Evictions of Alachua County (updated Dec 2022)
This is an update/revision/revamp to a previous post I made for my Urban Spatial Analysis class at UF. I revised a lot of methodology, analysis, and presentation of the same dataset used in the previous post.
The original project was prompted by some research interests as a Housing Campaign Coordinator at the Alachua County Labor Coalition. I ultimately finished my report on twenty years of evictions (a report I now perceive as an early draft) in summer of 2022 as my final for the Urban Spatial Analysis class. Here I analyze the 20 years of eviction and propose the following questions:
- Where do evictions occur in Alachua County?
- How do eviction-prone areas cluster and how do they act as outliers?
- What are the social and built environments of these areas? Can social and built environment predict evictions?
In the future, I hope to augment this page by adding a combined spatio-temporal component to my analysis.
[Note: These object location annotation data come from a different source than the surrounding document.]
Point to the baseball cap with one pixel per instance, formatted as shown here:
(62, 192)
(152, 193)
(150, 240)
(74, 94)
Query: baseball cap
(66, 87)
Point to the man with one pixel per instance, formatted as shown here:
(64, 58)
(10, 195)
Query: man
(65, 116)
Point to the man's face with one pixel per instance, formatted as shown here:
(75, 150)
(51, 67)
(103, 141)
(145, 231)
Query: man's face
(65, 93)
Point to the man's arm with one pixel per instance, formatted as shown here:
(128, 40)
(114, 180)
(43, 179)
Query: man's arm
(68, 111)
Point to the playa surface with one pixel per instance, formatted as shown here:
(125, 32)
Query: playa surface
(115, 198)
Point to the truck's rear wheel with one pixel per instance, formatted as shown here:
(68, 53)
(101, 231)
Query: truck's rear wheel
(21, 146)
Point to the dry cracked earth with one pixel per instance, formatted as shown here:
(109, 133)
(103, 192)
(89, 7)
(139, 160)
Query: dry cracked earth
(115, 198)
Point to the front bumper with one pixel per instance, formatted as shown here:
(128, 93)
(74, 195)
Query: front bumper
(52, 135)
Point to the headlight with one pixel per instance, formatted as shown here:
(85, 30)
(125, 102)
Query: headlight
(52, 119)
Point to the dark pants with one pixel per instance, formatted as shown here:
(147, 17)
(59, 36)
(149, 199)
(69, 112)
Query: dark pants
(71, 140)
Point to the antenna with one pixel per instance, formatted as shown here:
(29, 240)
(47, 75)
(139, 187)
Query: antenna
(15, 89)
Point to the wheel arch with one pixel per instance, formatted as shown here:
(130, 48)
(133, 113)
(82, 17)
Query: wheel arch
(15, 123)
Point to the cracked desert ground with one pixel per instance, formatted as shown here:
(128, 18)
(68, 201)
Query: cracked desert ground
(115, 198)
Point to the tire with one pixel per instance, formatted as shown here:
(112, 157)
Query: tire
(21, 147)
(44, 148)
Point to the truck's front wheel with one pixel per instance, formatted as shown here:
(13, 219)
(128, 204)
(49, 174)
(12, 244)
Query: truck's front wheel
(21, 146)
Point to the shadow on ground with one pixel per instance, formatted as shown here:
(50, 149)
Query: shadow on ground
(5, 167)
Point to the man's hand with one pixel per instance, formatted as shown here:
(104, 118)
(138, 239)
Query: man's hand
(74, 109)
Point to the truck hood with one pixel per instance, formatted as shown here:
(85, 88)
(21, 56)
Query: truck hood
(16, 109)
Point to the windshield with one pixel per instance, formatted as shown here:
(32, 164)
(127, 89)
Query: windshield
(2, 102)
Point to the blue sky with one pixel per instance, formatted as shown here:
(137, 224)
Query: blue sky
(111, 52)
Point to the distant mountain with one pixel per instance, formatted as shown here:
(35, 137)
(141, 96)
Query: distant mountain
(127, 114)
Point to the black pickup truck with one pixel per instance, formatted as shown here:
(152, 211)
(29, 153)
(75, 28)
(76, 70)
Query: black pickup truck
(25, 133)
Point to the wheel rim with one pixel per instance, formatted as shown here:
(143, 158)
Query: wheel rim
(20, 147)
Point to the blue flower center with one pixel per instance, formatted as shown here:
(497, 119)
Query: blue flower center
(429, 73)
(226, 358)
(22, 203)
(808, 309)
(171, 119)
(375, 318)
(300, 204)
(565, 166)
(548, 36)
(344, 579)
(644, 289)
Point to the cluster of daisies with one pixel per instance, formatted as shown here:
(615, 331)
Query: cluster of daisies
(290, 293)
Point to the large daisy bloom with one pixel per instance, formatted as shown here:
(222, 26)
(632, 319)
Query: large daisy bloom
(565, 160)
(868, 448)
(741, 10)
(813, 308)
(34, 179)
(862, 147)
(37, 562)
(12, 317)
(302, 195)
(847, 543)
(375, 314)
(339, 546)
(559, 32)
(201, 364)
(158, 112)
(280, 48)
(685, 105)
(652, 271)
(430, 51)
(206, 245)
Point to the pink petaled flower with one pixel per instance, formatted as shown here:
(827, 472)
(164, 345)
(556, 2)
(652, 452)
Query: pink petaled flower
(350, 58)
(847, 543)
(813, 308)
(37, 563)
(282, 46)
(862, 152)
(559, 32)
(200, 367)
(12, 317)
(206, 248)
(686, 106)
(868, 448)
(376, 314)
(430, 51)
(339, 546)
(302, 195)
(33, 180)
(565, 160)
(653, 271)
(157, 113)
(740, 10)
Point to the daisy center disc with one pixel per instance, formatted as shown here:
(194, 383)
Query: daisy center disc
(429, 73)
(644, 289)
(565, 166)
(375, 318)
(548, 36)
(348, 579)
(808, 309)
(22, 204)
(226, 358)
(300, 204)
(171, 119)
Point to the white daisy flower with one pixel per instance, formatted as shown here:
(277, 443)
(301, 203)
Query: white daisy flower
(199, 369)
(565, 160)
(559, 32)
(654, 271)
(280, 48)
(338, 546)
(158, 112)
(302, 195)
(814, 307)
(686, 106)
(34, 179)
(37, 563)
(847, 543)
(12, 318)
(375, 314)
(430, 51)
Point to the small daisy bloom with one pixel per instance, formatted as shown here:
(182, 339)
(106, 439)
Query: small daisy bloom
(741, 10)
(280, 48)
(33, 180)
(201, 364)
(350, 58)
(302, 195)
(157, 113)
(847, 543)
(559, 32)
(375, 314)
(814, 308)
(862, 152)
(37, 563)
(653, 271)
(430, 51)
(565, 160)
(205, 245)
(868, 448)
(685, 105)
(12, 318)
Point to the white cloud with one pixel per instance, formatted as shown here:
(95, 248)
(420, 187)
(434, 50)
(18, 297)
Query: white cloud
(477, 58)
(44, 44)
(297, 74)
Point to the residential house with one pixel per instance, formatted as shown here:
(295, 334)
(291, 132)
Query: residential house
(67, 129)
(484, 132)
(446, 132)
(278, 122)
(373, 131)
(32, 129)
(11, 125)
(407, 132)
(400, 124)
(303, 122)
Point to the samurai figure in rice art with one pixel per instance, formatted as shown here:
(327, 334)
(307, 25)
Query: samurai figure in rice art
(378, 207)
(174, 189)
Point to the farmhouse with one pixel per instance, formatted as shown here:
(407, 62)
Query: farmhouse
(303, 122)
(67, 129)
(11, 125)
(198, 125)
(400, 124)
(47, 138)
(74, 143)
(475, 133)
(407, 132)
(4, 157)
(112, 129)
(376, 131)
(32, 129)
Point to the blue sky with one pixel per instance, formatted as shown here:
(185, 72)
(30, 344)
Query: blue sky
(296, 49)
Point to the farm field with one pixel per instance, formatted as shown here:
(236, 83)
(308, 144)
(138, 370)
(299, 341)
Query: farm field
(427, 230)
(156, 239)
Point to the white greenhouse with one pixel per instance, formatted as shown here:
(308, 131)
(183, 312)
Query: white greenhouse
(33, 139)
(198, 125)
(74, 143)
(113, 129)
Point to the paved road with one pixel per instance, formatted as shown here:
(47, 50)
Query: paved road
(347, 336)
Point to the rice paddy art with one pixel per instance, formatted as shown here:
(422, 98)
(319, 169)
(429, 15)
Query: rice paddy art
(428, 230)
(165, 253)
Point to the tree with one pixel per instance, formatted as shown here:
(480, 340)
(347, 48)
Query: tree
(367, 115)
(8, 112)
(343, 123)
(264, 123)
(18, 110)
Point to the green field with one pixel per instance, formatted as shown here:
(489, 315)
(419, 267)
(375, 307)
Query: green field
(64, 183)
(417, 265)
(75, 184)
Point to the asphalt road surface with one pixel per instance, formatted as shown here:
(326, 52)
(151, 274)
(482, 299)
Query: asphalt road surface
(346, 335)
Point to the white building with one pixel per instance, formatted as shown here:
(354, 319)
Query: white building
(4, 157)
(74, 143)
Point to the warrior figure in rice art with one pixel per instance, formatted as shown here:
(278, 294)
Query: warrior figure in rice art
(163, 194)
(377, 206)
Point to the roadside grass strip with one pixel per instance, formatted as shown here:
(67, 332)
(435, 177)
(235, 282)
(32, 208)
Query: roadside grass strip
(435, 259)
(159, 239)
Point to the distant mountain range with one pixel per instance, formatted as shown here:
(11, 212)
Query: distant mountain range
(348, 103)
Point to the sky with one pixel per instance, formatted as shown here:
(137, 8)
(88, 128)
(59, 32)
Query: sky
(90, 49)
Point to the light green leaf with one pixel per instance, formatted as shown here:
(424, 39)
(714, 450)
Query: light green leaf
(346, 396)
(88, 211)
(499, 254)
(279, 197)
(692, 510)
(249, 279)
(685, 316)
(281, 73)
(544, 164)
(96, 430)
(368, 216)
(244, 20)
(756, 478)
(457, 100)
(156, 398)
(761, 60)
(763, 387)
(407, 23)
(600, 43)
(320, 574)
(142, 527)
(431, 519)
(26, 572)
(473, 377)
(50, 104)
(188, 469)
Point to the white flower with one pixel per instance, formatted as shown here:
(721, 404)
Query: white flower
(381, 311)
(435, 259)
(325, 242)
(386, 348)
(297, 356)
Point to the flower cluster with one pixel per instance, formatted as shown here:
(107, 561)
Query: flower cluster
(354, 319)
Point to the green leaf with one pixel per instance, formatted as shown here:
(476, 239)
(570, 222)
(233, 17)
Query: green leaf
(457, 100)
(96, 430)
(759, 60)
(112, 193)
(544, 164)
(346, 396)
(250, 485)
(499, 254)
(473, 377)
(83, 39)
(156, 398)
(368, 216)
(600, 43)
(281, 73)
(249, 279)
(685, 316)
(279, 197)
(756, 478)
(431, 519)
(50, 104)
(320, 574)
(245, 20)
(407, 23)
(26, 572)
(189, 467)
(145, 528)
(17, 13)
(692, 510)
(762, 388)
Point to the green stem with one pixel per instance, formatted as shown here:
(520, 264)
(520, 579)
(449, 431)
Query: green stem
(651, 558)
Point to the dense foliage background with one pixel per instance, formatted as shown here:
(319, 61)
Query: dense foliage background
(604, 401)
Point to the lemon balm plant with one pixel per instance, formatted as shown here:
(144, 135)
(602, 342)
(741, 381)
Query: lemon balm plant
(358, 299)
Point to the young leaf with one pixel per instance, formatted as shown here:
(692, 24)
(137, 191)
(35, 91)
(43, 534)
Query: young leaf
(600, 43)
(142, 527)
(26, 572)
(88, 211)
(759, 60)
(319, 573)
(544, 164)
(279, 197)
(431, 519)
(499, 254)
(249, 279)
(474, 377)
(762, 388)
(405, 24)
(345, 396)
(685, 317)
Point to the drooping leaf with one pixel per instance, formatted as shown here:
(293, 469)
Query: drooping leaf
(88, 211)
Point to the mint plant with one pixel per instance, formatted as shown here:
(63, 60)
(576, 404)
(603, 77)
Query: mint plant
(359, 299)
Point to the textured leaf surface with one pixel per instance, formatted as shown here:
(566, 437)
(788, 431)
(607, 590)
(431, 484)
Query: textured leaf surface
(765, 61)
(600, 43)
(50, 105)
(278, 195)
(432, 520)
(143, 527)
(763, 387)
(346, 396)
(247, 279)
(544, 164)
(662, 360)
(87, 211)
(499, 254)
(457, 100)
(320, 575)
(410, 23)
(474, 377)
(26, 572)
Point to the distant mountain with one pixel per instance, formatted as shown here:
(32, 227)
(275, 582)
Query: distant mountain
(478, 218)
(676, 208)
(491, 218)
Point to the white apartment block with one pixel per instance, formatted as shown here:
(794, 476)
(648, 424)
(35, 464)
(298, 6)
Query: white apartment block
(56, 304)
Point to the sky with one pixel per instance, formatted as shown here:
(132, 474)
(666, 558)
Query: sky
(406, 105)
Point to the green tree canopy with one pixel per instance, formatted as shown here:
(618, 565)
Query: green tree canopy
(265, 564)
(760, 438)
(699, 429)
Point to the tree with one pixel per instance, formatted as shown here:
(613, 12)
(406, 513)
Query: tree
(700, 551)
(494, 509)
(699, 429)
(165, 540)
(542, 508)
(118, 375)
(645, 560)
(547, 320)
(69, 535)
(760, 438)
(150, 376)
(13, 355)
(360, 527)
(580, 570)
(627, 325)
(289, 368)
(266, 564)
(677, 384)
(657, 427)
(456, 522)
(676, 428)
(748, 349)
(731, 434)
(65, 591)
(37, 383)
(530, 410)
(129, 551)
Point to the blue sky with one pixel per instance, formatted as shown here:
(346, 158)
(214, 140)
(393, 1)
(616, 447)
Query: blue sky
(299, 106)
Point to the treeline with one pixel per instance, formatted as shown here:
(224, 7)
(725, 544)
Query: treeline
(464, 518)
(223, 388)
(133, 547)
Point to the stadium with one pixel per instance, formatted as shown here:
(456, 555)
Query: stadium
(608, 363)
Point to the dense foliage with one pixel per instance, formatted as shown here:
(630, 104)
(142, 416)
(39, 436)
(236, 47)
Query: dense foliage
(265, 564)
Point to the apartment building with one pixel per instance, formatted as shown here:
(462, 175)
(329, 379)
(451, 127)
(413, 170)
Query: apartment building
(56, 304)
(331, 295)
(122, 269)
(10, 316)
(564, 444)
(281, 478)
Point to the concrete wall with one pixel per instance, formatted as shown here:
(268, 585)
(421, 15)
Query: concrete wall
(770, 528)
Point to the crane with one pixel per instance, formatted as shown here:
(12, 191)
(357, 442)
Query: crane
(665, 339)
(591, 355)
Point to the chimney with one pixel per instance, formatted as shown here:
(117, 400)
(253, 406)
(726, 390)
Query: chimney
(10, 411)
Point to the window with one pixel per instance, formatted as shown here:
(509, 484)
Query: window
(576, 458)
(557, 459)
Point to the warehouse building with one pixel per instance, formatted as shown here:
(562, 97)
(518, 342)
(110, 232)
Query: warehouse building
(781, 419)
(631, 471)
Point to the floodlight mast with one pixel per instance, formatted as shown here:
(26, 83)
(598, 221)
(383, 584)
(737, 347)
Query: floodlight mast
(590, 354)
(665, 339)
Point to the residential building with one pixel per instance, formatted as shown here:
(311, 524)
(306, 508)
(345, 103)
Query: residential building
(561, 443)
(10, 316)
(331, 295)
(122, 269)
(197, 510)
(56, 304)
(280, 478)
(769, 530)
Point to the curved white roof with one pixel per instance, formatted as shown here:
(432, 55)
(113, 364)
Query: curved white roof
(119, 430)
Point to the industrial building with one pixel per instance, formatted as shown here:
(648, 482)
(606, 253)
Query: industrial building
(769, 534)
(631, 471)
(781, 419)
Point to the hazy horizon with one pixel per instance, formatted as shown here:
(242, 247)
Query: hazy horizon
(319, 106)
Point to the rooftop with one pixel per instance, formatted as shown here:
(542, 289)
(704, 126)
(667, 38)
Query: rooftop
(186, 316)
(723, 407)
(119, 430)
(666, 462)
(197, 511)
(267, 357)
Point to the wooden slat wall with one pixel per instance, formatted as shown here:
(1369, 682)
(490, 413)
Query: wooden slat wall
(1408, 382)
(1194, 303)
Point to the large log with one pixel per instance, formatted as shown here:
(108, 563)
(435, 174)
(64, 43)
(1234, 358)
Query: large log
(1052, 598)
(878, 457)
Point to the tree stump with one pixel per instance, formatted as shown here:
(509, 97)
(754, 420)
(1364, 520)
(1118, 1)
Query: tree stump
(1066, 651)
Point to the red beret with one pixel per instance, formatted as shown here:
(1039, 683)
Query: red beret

Background and descriptions of the data
The ultimate source of the Alachua County Evictions 2002-2021 dataset is the Alachua County Clerk of Court. I used a pre-made web scraper directed at the case record search to acquire information about filings, including addresses. The original source is available on the Clerk of Court website. Acquired in January 2022, these data range from 2002-01-01 to 2021-12-31 and represent 34970 eviction filing over 20 years.
Using a custom built geocoder in R with the help of tidyverse and postmastr libraries, as well as Alachua County's E911 records and historical address crosswalk tables, I successfully geocoded 31770 eviction filings to at least the main address of a parcel. Using 2021 American Community Survey and 2020 census data, I joined data variables representing population, race and ethnicity, income, home ownership, householder, age and type of housing, poverty status and level, and receipt of public assistance to census block groups to create aggregation polygons for the evictions.
I ran a few descriptive statistics on the non-aggregated eviction locations. The county center by geography is located between NW 16th Ave and Glen Springs Blvd on NW 23rd Ter. By population according to the block groups, the center is located further southwest near NW 43rd St and NW 13th Ave. Evictions skew further southeast compared to that, finding their center at SW 34th St and SW 2nd Ave. This suggests that evictions are disproportionately heavier compared to the population somewhere in the east side of the county, be it East Gainesville or Hawthorne.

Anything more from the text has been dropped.